Ook het bezoeken van als zogeheten ‘Finse sauna’s’ in het buitenland bekend staande gelegenheden dient joden te worden ontraden, totdat Finland strafvervolging instelt tegen antisemitische rendieren, openlijk en krachtig afstand neemt van deze praktijken, daarvoor excuses aanbiedt aan de staat Israël, en de joodse gemeenschap een adequate schadevergoeding betaalt. Tenslotte dient de Finse regering royaal bij te dragen aan de kosten van de beveiliging die de kleine Fins-joodse gemeenschap moet maken om zich te vrijwaren van de aanvallen van deze jodenhatende rendieren.
Het is waarschijnlijk al te laat om het tij nog te keren, maar dat ontslaat de Finse regering niet van haar dure plicht de op haar grondgebied levende joden maximaal te beschermen. Een maatregel die daaraan nog zou kunnen bijdragen is het doden of deporteren van alle rendieren uit Finland. Waarschijnlijk echter zijn de Finse regering, en ook het Finse publiek hiervoor te besluiteloos om niet te zeggen te laf. Zij kiezen liever voor hun rendieren dan voor hun joden.
Het incident onderstreept ook nog eens het belang van het krachtig preventief optreden van Israël tegen Hamas en andere haatdragende moslim-Palestijnen, die zich anders niet zullen ontzien om met behulp van Iran, Finse rendieren via smokkeltunnels de Gazastrook binnen te brengen, om zo het leven in Israël te ontregelen. Dit kan bijvoorbeeld volgens het scenario van de zogenaamde ‘rendierraketten’. Deze raketten hoeven niet eens in groten getale afgevuurd te worden, om paniek, en dood en verderf te zaaien in de joodse natie; met hun krachtige geweien moet de levende lading in staat worden geacht ook dikke kartonnen billboards te beschadigen; een geraffineerde tactiek van Hamas en Hezbollah, omdat deze billboards doorgaans op in het oog vallende plaatsen staan opgesteld, langs wegen en bij knooppunten, en in drukke winkel – en bevolkingscentra. Zo gaat van het beschadigen daarvan een maximaal intimiderend effect uit op de joodse bevolking, om te zwijgen over de aanzienlijk materiële schade die wordt aangericht. Dit tot verder nadeel van de bewoners van de joodse staat die het toch al moet stellen zonder de goedkope Palestijnse arbeidskrachten die, opgezweept door haat-imams, in steeds groter getale weigeren te werken voor de ‘zionistische bezetter’. Hoe eerder daarom tegen deze rendierraketten wordt opgetreden, des te beter. Dat kan geheel legitiem gebeuren, zonder enige VN bemoeienis, volgens de doctrine van de ‘preventieve defensie’, dit geschenk van Israël aan een wereld die geheel in de ban is van het destructieve moslimfundamentalisme.

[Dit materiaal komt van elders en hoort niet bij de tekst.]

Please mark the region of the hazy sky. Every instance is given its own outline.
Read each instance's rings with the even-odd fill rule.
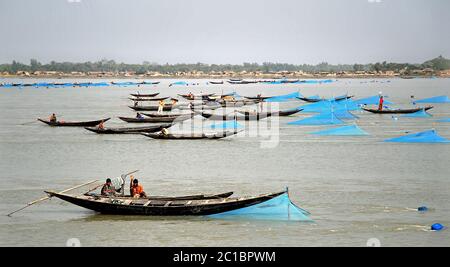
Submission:
[[[449,0],[0,0],[0,63],[421,63]]]

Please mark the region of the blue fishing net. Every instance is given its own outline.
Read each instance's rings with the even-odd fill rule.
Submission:
[[[288,125],[339,125],[344,124],[334,112],[323,113],[306,119],[289,122]]]
[[[440,119],[437,122],[450,122],[450,118]]]
[[[213,219],[253,219],[271,221],[312,221],[310,213],[297,207],[289,199],[288,193],[266,202],[223,213],[208,215]]]
[[[371,97],[366,97],[362,99],[357,99],[354,101],[358,105],[378,105],[380,103],[380,96],[375,95]],[[384,104],[385,105],[392,105],[391,101],[387,100],[386,97],[384,97]]]
[[[359,128],[357,125],[348,125],[338,128],[327,129],[323,131],[313,132],[314,135],[331,135],[331,136],[360,136],[369,135],[366,131]]]
[[[286,102],[291,99],[295,99],[297,97],[302,97],[300,92],[295,92],[287,95],[279,95],[279,96],[273,96],[271,98],[266,99],[266,102]]]
[[[420,133],[408,134],[401,137],[384,140],[384,142],[394,143],[450,143],[450,140],[439,136],[435,130]]]
[[[402,117],[405,118],[430,118],[433,117],[430,113],[426,112],[425,109],[419,110],[411,114],[405,114]]]
[[[323,100],[316,103],[307,104],[304,106],[300,106],[299,108],[303,109],[303,112],[311,112],[311,113],[322,113],[322,112],[332,112],[335,110],[359,110],[360,107],[351,99],[346,100]]]
[[[321,84],[321,83],[332,83],[333,80],[301,80],[295,82],[296,84],[306,83],[306,84]]]
[[[180,82],[174,82],[174,83],[171,83],[171,85],[188,85],[188,83],[187,83],[187,82],[180,81]]]
[[[213,130],[224,130],[224,129],[241,129],[243,126],[237,121],[224,121],[223,123],[212,124],[210,126]]]
[[[426,98],[426,99],[422,99],[422,100],[417,100],[414,101],[413,103],[450,103],[450,99],[448,98],[448,96],[435,96],[435,97],[431,97],[431,98]]]

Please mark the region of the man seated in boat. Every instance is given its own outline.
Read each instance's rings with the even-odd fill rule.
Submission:
[[[142,116],[142,114],[138,112],[138,113],[136,114],[136,119],[143,120],[143,119],[144,119],[144,116]]]
[[[168,136],[169,135],[169,130],[167,130],[166,128],[162,128],[161,135]]]
[[[102,190],[100,191],[102,196],[115,196],[116,189],[112,185],[111,179],[106,179],[106,183],[103,185]]]
[[[138,102],[134,101],[134,107],[137,107],[137,106],[138,106]]]
[[[147,198],[144,187],[140,185],[138,179],[134,179],[133,176],[131,176],[130,195],[133,198]]]
[[[99,125],[97,125],[97,129],[99,130],[105,130],[105,122],[101,121]]]
[[[178,99],[172,98],[172,106],[175,106],[178,103]]]
[[[158,105],[158,114],[161,114],[164,111],[164,100],[159,100],[159,105]]]
[[[56,122],[56,115],[55,115],[55,113],[53,113],[53,114],[50,116],[49,121],[52,122],[52,123],[55,123],[55,122]]]

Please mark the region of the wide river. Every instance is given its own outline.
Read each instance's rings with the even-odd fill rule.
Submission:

Zo zien we de juistheid van mijn stelling nog eens bevestigd, dat een incident dat op het eerste gezicht vrij onbetekenend lijkt, een aanval van een rendier op joodse toeristen, bij nadere analyse een hele structuur blootlegt van jodenhaat en existentiële bedreiging van de joodse staat. Degenen die hiervoor de ogen sluiten verlangen terug naar de jaren dertig van de vorige eeuw, toen Chamberlain in zijn grenzeloze naïviteit de deur openzette voor massale jodenvernietiging.
Wie de tekenen des tijds zoals die zich openbaren in een redeloze aanval van rendieren op argeloze joden niet verstaat,stelt het joodse volk bloot aan een nieuwe Holocaust. Het verschil met toen is, dat niemand zich nu nog kan beroepen op ‘onwetendheid’.
1) Manfred Gerstekorrel, is directeur van het Jerusalem Center for the Promotion of Antisemitism (JCPA). Hij schreef eerder deze week het artikel Something rotten in Norway, dat hier is te vinden..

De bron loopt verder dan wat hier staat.